Hence, PEPS proposes Bank Negara Malaysia to provide a revolving fund to the commercial banks to work with developers to purchase unsold house units at a discount, where the commercial banks could finance the home buyers for a [lease] period of five years, at the end of which the tenants could exercise the option to purchase the houses at pre-determined prices.
“This rent-to-own scheme should also be applicable to PR1MA homes, where there is an oversupply. Working with some selected commercial banks, this will give an opportunity for the B40 group to own their first homes,” it said.
Strong secondary market will spur buying in primary market
President of Malaysian Institute of Estate Agents (MIEA) Chan Ai Cheng said the government should look into generating interest to increase transactions for the secondary market as it is the key sector of the property market.
“To achieve this, we need to stir the market through programmes like the Home Ownership Campaign (HOC),” Chan told EdgeProp.my.
For the property market to be strong, Chan said, we have to have a strong secondary market because when buyers see properties appreciating in price or getting returns via rentals, the interest to invest in the primary market picks up, and this will in turn assist in addressing the overhang situation in the primary market.
“For Budget 2023, MIEA wishes for a centralised programme like iRumahKu or SPHOC (Secondary Properties Home Ownership Campaign),” she said.
She added MIEA could offer to the government a platform to centralise for a holistic approach to promote HOC for secondary or completed properties (including the overhang), where MIEA could play a similar coordinating role like what the Rehda did for the HOC for new properties.

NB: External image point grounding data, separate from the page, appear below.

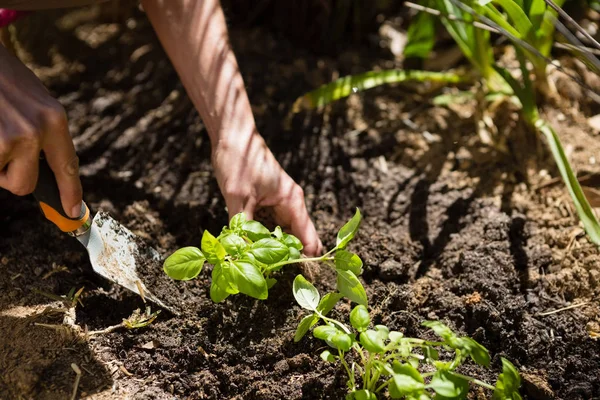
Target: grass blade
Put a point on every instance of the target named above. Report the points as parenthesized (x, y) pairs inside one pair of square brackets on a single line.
[(347, 85), (586, 214)]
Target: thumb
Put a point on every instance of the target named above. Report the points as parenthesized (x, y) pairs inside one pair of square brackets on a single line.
[(62, 159)]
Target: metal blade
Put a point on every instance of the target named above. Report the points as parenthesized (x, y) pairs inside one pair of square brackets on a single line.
[(113, 250)]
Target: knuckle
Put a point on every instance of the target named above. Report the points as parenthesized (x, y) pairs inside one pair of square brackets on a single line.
[(53, 115), (21, 188)]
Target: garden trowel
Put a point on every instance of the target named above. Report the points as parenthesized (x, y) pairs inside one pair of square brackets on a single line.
[(114, 251)]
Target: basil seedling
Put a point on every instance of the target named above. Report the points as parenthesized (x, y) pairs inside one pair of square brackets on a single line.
[(246, 255)]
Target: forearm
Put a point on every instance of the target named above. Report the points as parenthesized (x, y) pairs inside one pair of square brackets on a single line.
[(194, 35)]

She said elements of the proposed programme should include stamp duty exemptions of up to RM1 million for properties under RM1.5 million and waiver of real property gains tax (RPGT), and it should be open to all Malaysian citizens and permanent residents.
Echoing the need to boost the secondary market, Malaysian Institute of Property & Facility Managers (MIPFM) deputy president Ishak Ismail said it hopes the government would provide more support to the property sector, including extending the stamp duty exemptions to the primary and secondary markets in Budget 2023.
He added MIPFM wishes for the RPGT to be reduced to 20% from the current 30%.
“This is to give more room to the seller to use the [gains] during these tough times,” he told EdgeProp.my.
PEPS shared the sentiment and asked for the removal of the RPGT for the disposal of properties from the sixth year onwards for Malaysian citizens and permanent residents, other than companies.
It also wished for the stamp duty exemptions to be extended to buyers in the secondary market.